Compositional Zero-shot Learning (CZSL) aims to identify novel compositions via known attribute-object pairs. The primary challenge in CZSL tasks lies in the significant discrepancies introduced by the complex interaction between the visual primitives of attribute and object, consequently decreasing the classification performance towards novel compositions. Previous remarkable works primarily addressed this issue by focusing on disentangling strategy or utilizing object-based conditional probabilities to constrain the selection space of attributes. Unfortunately, few studies have explored the problem from the perspective of modeling the mechanism of visual primitive interactions.
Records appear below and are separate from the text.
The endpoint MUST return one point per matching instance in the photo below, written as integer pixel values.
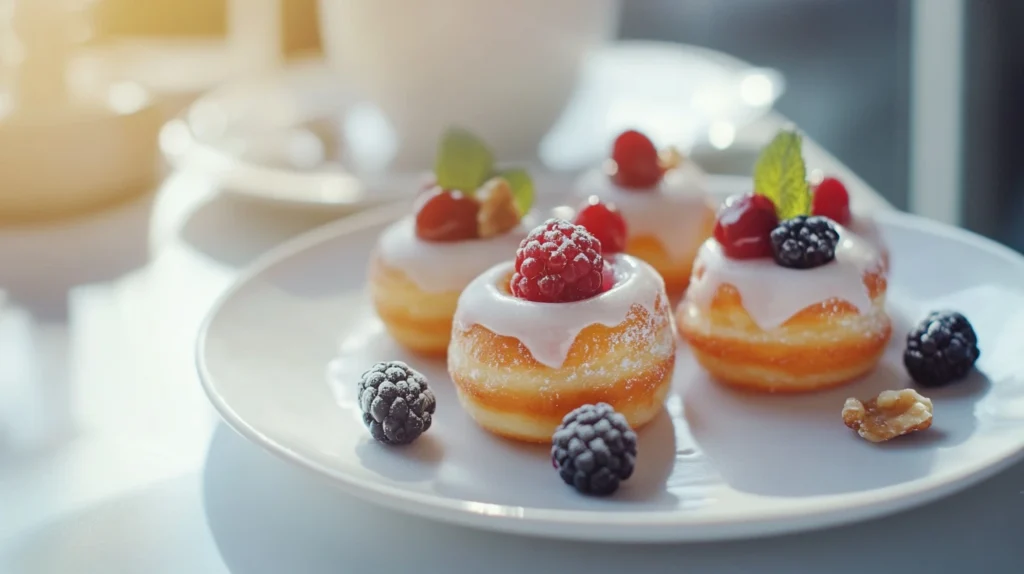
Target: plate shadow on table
(268, 517)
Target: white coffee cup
(502, 69)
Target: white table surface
(107, 462)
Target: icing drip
(772, 294)
(439, 267)
(548, 329)
(673, 212)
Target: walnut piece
(671, 159)
(498, 212)
(891, 414)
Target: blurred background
(852, 79)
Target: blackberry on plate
(594, 449)
(396, 403)
(941, 349)
(804, 243)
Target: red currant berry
(744, 224)
(604, 222)
(637, 165)
(832, 201)
(445, 216)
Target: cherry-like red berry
(832, 200)
(637, 165)
(445, 216)
(604, 222)
(744, 224)
(558, 262)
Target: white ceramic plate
(715, 465)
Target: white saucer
(715, 465)
(282, 138)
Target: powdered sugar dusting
(772, 294)
(439, 267)
(673, 212)
(549, 329)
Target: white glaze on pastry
(772, 294)
(548, 329)
(673, 212)
(442, 266)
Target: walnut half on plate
(891, 414)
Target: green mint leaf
(464, 162)
(780, 175)
(522, 188)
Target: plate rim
(651, 526)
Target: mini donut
(519, 366)
(757, 325)
(415, 283)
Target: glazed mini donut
(758, 325)
(674, 261)
(666, 223)
(415, 283)
(519, 366)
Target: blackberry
(804, 243)
(594, 449)
(941, 349)
(396, 404)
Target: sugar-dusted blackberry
(396, 403)
(594, 449)
(804, 243)
(941, 349)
Inspired by the success of vanilla adversarial learning in Cross-Domain Few-Shot Learning, we take a step further and devise a model-agnostic and Primitive-Based Adversarial training (PBadv) method to deal with this problem. Besides, the latest studies highlight the weakness of the perception of hard compositions even under data-balanced conditions. To this end, we propose a novel over-sampling strategy with object-similarity guidance to augment target compositional training data. We performed detailed quantitative analysis and retrieval experiments on well-established datasets, such as UT-Zappos50K, MIT-States, and C-GQA, to validate the effectiveness of our proposed method, and the state-of-the-art (SOTA) performance demonstrates the superiority of our approach. The code is available at https://github.com/lisuyi/PBadv_czsl.

Figures (6)

• Figure 1: Motivation illustration. Previous state-of-the-art works (denoted by a yellow dashed border) lacked further exploration into the semantic interaction mechanism in the visual domain. To this end, we devise a perturbation method (denoted by a blue dashed border) named PBadv to model the mechanism of the complex interactions to allow the CZSL model to be robust to visually diverse compositions.
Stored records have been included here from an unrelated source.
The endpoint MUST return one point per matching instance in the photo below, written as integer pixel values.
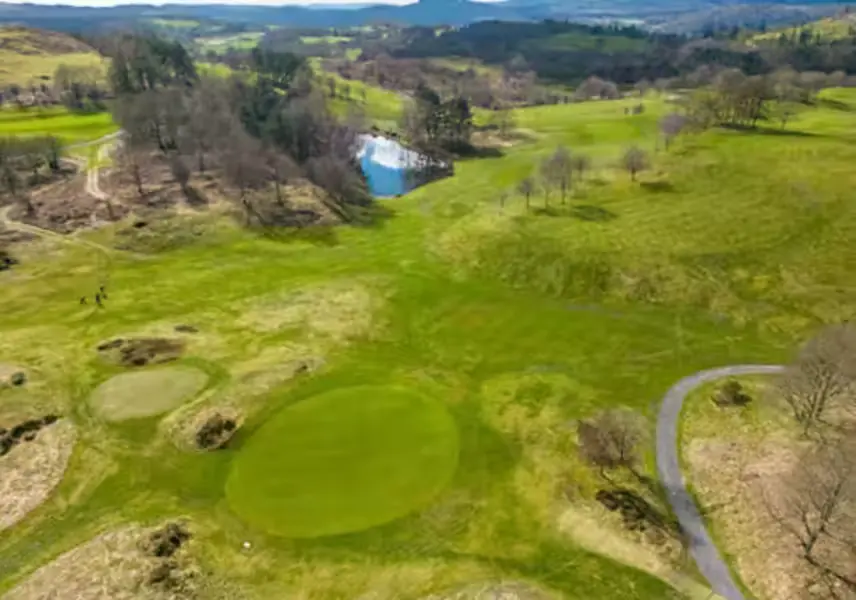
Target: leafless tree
(821, 383)
(525, 188)
(634, 160)
(548, 178)
(181, 172)
(613, 439)
(561, 168)
(817, 505)
(671, 126)
(580, 163)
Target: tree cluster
(24, 163)
(816, 501)
(258, 129)
(436, 126)
(570, 53)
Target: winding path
(702, 548)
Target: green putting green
(146, 393)
(344, 461)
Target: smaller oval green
(344, 461)
(146, 393)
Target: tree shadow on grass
(318, 235)
(658, 187)
(592, 213)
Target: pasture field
(508, 325)
(68, 127)
(32, 56)
(239, 41)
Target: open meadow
(407, 392)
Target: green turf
(146, 393)
(734, 247)
(344, 461)
(70, 128)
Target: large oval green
(344, 461)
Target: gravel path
(702, 548)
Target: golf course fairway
(344, 461)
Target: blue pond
(386, 165)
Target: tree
(580, 163)
(560, 170)
(635, 160)
(671, 126)
(613, 439)
(821, 383)
(816, 504)
(525, 188)
(548, 178)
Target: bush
(731, 394)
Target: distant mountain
(671, 15)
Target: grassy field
(70, 128)
(730, 249)
(239, 41)
(32, 56)
(829, 28)
(345, 461)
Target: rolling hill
(31, 56)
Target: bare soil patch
(127, 564)
(32, 467)
(730, 479)
(140, 352)
(337, 311)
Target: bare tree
(821, 382)
(613, 439)
(561, 168)
(634, 160)
(548, 178)
(525, 188)
(671, 126)
(580, 163)
(817, 505)
(181, 172)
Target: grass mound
(344, 461)
(32, 471)
(147, 393)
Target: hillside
(31, 56)
(838, 27)
(667, 15)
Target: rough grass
(68, 127)
(30, 472)
(734, 458)
(32, 55)
(147, 393)
(344, 461)
(733, 248)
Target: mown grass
(239, 41)
(344, 461)
(68, 127)
(734, 246)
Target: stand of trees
(571, 52)
(816, 502)
(26, 163)
(258, 129)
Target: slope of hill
(669, 15)
(31, 56)
(830, 28)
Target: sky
(102, 3)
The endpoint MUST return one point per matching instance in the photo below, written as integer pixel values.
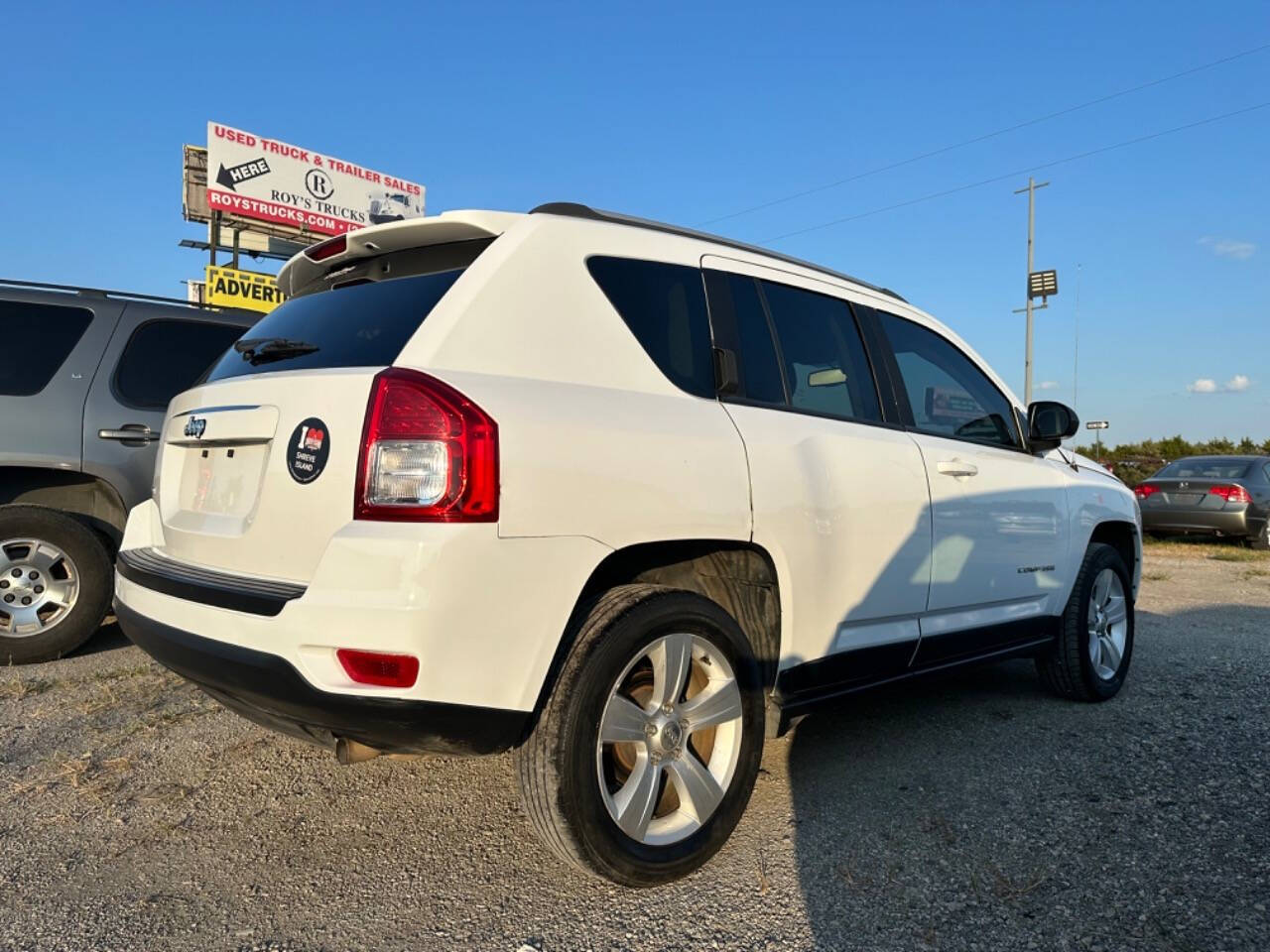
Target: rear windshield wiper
(263, 349)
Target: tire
(41, 544)
(571, 782)
(1070, 667)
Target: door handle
(130, 433)
(956, 467)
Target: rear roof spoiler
(303, 271)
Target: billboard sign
(254, 178)
(250, 291)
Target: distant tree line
(1133, 462)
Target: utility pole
(1032, 232)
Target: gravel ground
(971, 811)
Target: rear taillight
(379, 667)
(326, 249)
(429, 453)
(1232, 494)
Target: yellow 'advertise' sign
(248, 290)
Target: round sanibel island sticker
(308, 449)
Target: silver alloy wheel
(1109, 624)
(39, 587)
(670, 739)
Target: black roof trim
(102, 293)
(574, 209)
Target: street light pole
(1032, 232)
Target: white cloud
(1229, 248)
(1206, 385)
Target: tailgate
(1189, 494)
(255, 474)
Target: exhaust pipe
(353, 752)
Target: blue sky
(693, 112)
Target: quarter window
(742, 322)
(948, 394)
(166, 357)
(665, 306)
(824, 357)
(55, 331)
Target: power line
(1020, 172)
(815, 189)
• Figure 2: An Overview of PBadv. The framework of the classification network can be divided into two parallel parts: the visual primitive adversarial training branch (➀, ➁, ➃ and ➄) and the base branch (➂). Branch ➀ and ➁ are traditional disentangling architecture, which aims to decompose encoded visual features (i.e. , [CLS]) into corresponding attribute and object features (i.e. , $\boldsymbol{f}_a$ and $\boldsymbol{f}_o$). Next, a series of perturbed features will be synthesized by adding Gaussian noise and attacking the original features (our PBadv method, shown as (a)). After the compositional feature rebuilding process (➃ and ➄), the composed original and perturbed features will be projected into a common pair space for semantic alignment. (b): The object-similarity-guidance sampling probability $\mathcal{P}^{o}$ can be achieved by computing the similarity between all possible objects via prior knowledge (e.g. , GloVe). (c): In the OS-OSP method, the probability $\mathcal{P}^{o}$ will be referenced to guide the attribute selection of images during the oversampling process.
• Figure 3: The influence of the temperature coefficient on UT-Zappos50K and C-GQA about the best AUC and HM.
• Figure 4: The qualitative results of image-to-text retrieval experiment on the test set of MIT-States.
• Figure 5: The qualitative results of text-to-image retrieval experiment on the test set of C-GQA.